Give the kids something they’ll love to eat AND make. Turn cooking into family time!


30 min

  • 4 Zabiha Halal Boneless Skinless Chicken Breasts
  • 3 cups cheesy fish crackers
  • 1 teaspoon dried oregano
  • 2 eggs, beaten
  • Salt and pepper to taste
  • Vegetable oil


  • 2 tablespoons olive oil
  • 2 cloves garlic, minced
  • 2 cups tomato sauce
  • 1 tablespoon fresh basil
  • Salt and pepper, to taste

1. Place a chicken breast between two sheets of plastic wrap or in a large plastic bag. With a mallet, pound the chicken breast flat to a thickness of approximately 1/2 inch. Repeat with remaining chicken breasts.

2. Slice each chicken breast into 4 pieces of similar size. Set aside.

3. In a plastic resealable bag, pour crackers and close bag. Using a mallet, crush crackers into coarse bread crumbs. Add oregano, salt and pepper to bag.

4. Dip chicken strips into egg to fully coat, then place in bag with crushed crackers and toss until evenly coated.

5. Stovetop: In a frying pan over high heat, add enough vegetable oil to cover bottom. When oil is hot, add chicken strips (in batches if necessary) and fry 2 minutes per side. Transfer to a plate lined with paper towel. 6. Serve with Quick Tomato Sauce.

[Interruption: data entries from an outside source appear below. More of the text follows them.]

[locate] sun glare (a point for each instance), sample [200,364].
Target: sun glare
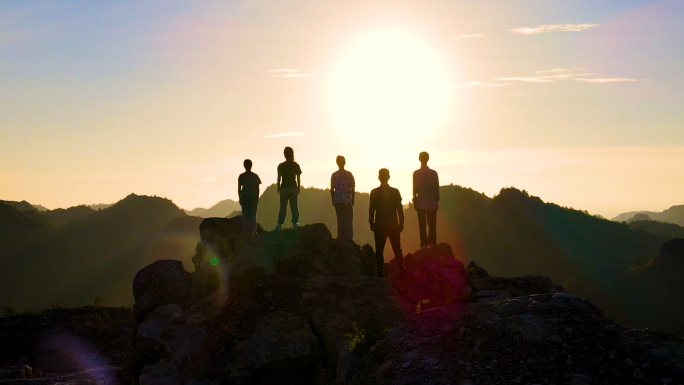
[389,88]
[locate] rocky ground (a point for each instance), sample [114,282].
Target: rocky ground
[298,307]
[85,345]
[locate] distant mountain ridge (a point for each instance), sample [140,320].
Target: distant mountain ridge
[93,254]
[674,214]
[24,205]
[220,210]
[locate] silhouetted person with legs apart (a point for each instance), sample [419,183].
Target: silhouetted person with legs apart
[425,200]
[248,191]
[342,187]
[386,218]
[289,183]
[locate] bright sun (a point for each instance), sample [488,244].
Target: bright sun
[388,88]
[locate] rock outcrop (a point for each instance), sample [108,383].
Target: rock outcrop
[299,307]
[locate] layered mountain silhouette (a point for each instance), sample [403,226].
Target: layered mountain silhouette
[76,254]
[674,214]
[220,210]
[87,253]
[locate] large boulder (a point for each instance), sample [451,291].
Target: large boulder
[434,277]
[220,237]
[515,286]
[282,343]
[158,284]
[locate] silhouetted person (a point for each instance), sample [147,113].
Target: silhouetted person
[425,200]
[248,191]
[386,218]
[342,186]
[288,187]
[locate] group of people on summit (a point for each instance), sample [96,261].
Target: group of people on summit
[385,212]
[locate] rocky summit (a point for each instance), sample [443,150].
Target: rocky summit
[299,307]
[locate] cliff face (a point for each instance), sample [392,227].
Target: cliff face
[299,307]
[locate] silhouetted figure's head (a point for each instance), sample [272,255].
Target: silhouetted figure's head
[383,175]
[423,157]
[289,153]
[248,164]
[341,162]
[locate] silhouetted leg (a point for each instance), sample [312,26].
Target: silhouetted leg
[283,206]
[245,217]
[432,224]
[395,240]
[293,206]
[251,225]
[421,227]
[380,239]
[349,221]
[339,211]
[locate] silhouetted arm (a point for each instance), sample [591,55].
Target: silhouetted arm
[353,186]
[371,211]
[400,212]
[332,188]
[280,178]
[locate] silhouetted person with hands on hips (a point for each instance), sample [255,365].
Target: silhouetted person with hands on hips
[342,191]
[425,200]
[289,183]
[386,218]
[248,193]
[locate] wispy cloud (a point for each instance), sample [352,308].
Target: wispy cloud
[286,73]
[286,76]
[610,80]
[525,79]
[468,36]
[481,84]
[285,134]
[554,28]
[564,74]
[282,70]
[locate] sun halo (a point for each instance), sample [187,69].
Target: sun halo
[389,88]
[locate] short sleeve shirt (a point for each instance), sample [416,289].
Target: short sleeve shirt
[250,183]
[343,183]
[289,170]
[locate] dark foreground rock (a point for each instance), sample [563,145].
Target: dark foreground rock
[85,345]
[534,339]
[299,307]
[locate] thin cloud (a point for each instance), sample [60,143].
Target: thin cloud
[282,70]
[286,76]
[564,74]
[525,79]
[468,36]
[287,73]
[610,80]
[548,28]
[285,134]
[481,84]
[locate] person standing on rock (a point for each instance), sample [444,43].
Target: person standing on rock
[425,200]
[289,183]
[342,191]
[386,218]
[248,193]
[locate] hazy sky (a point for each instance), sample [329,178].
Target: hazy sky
[578,102]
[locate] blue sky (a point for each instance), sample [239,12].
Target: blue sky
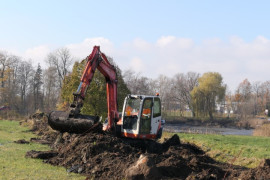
[29,25]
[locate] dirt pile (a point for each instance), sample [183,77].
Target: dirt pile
[101,155]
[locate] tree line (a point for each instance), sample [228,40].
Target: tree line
[26,89]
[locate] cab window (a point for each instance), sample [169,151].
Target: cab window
[157,107]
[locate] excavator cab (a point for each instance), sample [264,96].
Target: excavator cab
[141,117]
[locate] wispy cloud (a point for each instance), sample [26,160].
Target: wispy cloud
[235,59]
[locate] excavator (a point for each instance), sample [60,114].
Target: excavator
[140,117]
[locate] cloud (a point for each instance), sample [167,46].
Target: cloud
[235,59]
[83,49]
[37,54]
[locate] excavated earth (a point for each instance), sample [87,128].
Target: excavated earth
[100,155]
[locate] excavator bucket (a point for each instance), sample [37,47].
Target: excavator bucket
[61,121]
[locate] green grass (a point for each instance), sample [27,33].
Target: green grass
[14,165]
[239,150]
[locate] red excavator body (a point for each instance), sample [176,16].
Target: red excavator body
[136,125]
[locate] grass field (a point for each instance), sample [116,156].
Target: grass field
[239,150]
[14,165]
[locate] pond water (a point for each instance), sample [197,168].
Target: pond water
[206,130]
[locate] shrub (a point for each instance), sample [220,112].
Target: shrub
[263,130]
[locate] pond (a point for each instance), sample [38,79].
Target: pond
[206,130]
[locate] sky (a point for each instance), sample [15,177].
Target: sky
[151,37]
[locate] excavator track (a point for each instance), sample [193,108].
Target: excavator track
[60,121]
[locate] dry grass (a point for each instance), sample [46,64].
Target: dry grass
[263,130]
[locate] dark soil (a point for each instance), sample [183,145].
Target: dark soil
[101,155]
[21,141]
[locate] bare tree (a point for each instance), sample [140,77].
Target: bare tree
[243,97]
[183,84]
[60,59]
[51,90]
[25,72]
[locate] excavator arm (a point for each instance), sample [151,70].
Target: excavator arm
[98,60]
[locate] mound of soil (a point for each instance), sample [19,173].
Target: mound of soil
[101,155]
[21,141]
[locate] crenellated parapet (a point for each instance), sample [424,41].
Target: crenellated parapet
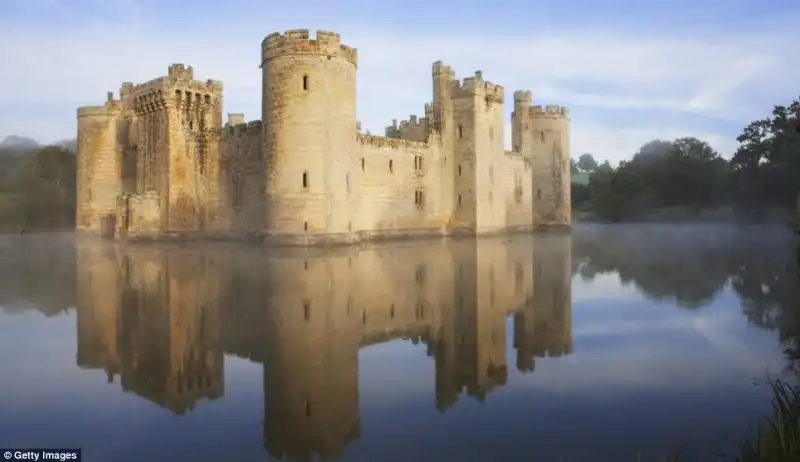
[550,111]
[240,130]
[149,102]
[472,86]
[414,128]
[441,69]
[299,42]
[176,88]
[392,143]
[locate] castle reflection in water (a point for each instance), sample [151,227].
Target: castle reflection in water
[162,320]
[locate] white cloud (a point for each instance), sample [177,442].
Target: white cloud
[591,71]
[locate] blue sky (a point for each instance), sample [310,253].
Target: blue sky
[630,71]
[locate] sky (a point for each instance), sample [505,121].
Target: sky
[629,71]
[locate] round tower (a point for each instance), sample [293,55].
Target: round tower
[98,169]
[549,127]
[309,114]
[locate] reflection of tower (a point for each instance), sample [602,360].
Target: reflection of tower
[169,327]
[311,374]
[470,349]
[97,292]
[544,326]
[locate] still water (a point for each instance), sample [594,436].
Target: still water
[613,341]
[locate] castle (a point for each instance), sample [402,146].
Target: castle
[164,322]
[158,162]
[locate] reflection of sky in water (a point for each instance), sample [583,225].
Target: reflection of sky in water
[643,375]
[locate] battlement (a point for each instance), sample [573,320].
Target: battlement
[392,143]
[471,86]
[96,111]
[551,110]
[241,129]
[180,71]
[440,68]
[413,123]
[299,42]
[522,99]
[235,119]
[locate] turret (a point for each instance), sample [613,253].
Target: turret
[545,140]
[99,175]
[309,114]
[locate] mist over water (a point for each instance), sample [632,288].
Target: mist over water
[616,340]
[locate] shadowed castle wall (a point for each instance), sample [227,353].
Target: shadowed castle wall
[541,134]
[98,316]
[158,163]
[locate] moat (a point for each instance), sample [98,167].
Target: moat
[599,345]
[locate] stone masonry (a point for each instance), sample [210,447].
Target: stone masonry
[158,163]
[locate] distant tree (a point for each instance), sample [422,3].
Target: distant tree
[587,163]
[766,164]
[45,188]
[686,172]
[652,151]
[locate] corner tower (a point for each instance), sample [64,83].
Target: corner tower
[99,167]
[542,134]
[309,114]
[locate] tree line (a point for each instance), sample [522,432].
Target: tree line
[37,184]
[759,182]
[37,188]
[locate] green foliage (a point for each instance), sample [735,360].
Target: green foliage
[687,172]
[587,163]
[37,189]
[777,439]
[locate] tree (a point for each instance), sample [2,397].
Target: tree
[45,190]
[767,163]
[587,163]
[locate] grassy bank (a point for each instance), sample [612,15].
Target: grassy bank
[777,438]
[685,214]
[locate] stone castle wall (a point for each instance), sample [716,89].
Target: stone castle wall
[304,174]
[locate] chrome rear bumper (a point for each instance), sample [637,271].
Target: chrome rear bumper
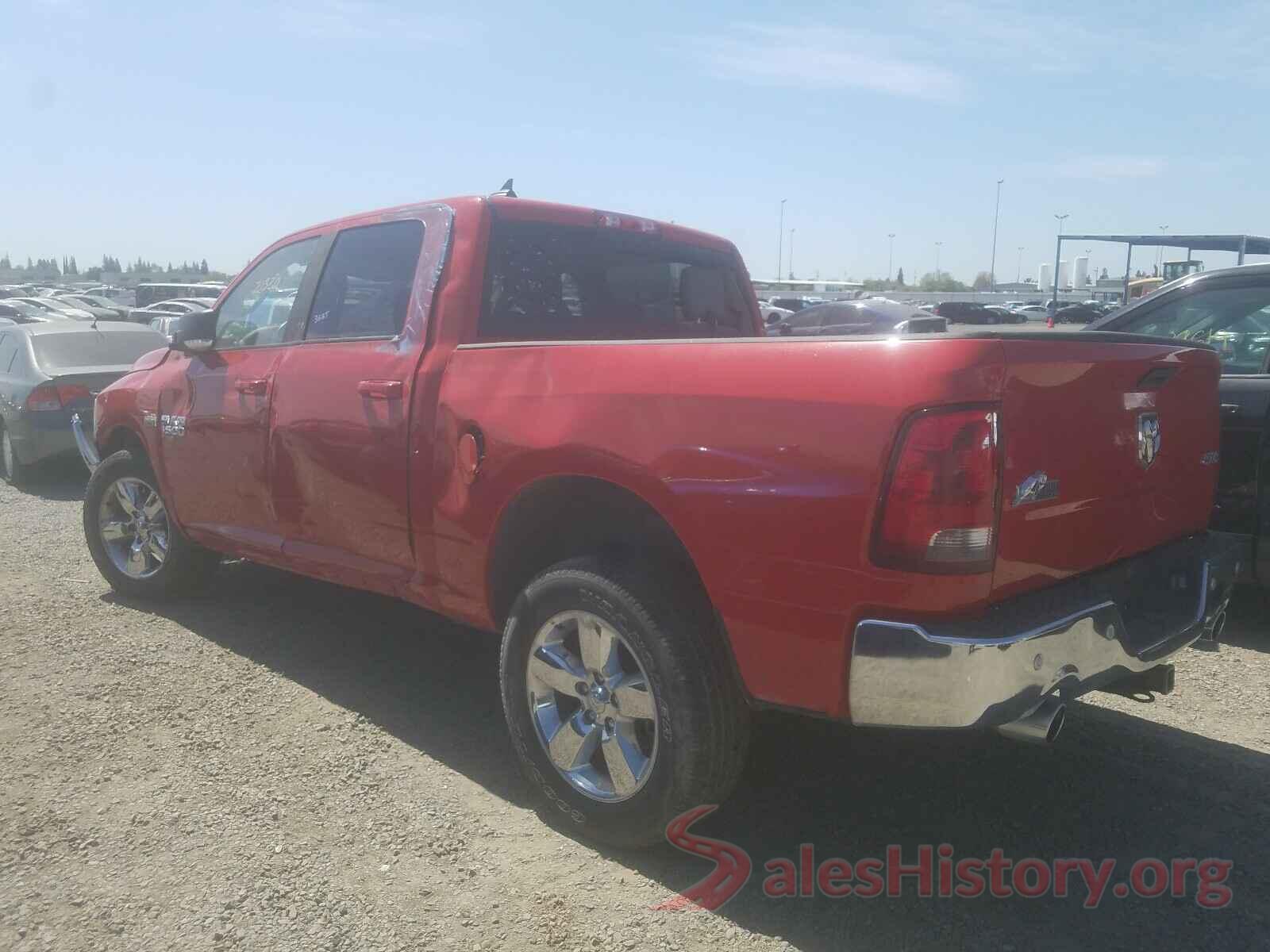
[1066,640]
[84,443]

7. Oven: Preheat oven to 400°F. Place chicken pieces on a parchment lined baking sheet and lightly spray with vegetable oil. Bake for 15 to 20 minutes, turning halfway.

8. Make Quick Tomato Sauce: While chicken tenders are cooking, heat olive oil in a medium pot. Add garlic and cook 30 seconds. Pour in tomato sauce, add basil and season to taste. Simmer 5 minutes.